What program or service for comparing words and phrases can be used to compare a large amount of data?

L

leks3252014-08-28 10:08:25

big data

leks325, 2014-08-28 10:08:25

There is a database in excel with the correct titles of 100,000 books and a second database with requests from users who are looking for these books, but not always naming them correctly, including with grammatical errors.
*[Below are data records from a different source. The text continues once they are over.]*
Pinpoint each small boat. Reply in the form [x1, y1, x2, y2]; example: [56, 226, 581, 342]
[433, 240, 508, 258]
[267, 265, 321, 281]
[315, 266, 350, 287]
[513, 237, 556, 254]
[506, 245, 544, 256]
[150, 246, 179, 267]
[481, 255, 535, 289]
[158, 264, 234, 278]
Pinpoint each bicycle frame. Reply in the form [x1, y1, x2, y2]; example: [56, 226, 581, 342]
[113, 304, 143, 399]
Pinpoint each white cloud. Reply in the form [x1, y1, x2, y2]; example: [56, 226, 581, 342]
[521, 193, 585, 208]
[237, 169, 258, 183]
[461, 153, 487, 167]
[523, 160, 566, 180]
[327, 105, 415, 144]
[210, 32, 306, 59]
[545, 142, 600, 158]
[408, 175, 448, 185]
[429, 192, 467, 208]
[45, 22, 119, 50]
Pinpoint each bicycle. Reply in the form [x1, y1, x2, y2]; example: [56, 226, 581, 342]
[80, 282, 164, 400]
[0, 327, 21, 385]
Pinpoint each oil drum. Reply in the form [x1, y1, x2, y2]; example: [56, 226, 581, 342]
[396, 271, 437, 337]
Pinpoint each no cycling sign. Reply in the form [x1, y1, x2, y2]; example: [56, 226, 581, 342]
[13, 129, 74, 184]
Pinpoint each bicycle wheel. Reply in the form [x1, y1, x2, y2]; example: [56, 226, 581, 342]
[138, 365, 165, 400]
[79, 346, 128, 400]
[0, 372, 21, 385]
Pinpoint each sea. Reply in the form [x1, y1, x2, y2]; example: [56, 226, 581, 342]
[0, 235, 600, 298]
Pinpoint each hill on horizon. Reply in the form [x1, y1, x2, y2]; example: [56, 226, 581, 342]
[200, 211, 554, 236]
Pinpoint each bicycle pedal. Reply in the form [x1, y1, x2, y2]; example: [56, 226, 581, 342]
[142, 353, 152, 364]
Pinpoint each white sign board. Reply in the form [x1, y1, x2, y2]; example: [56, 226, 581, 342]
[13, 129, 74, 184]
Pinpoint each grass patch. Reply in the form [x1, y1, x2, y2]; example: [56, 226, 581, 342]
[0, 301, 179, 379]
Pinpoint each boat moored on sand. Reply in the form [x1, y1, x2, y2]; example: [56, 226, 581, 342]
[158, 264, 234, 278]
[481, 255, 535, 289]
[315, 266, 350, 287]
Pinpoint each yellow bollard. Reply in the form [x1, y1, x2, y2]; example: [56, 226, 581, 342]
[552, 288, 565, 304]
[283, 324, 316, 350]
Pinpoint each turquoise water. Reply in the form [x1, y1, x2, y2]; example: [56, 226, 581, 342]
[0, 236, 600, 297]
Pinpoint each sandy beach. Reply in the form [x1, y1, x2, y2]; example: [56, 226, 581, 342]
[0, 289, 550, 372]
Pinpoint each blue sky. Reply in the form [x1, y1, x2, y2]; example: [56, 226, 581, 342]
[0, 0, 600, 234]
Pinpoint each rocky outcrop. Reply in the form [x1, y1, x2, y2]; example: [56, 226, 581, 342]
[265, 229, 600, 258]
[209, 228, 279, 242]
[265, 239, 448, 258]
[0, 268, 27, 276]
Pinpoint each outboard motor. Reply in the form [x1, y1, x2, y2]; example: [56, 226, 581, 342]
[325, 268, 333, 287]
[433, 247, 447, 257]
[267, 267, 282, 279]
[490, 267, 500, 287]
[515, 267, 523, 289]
What program or service should be used to compare these two tables and find the closest names to the correct ones?

Reply

Answer the question

In order to leave comments, you need to log in

3 answer(s)

X

xmoonlight, 2014-08-28
@leks325

Write a fuzzy search algorithm yourself or use existing ones.
Try to compose hashes like this:
Example: Cognitive
Hash: onepzvtl:14
[in order of the most frequent character][etc. of remaining]:[total number of characters]
Input: cognitive
hash: shepzvTile:14
If not matched, move left 1 character at each iteration:
1. sheepzvtl:14 == shepzvtl:14 - not found
2. sheepzvtl == shepzvtl - not found
3. sheepzvtl == sheapzvtl- not found
....
N. she == she - FOUND (something else might be found).
We look from the results closest in number of characters. In the example: by the 14th.
Displaying the first N-matches... For example, the first 5 similar...

Y

yttrium, 2014-08-28
@yttrium

elasticsearch.org
sphinxsearch.com
xapian.org
PostgreSQL ( pg_trgm , fts )

M

Mikhail Lyalin, 2014-08-28
@mr_jok

abandon tables and display hints for similar names / topics, etc.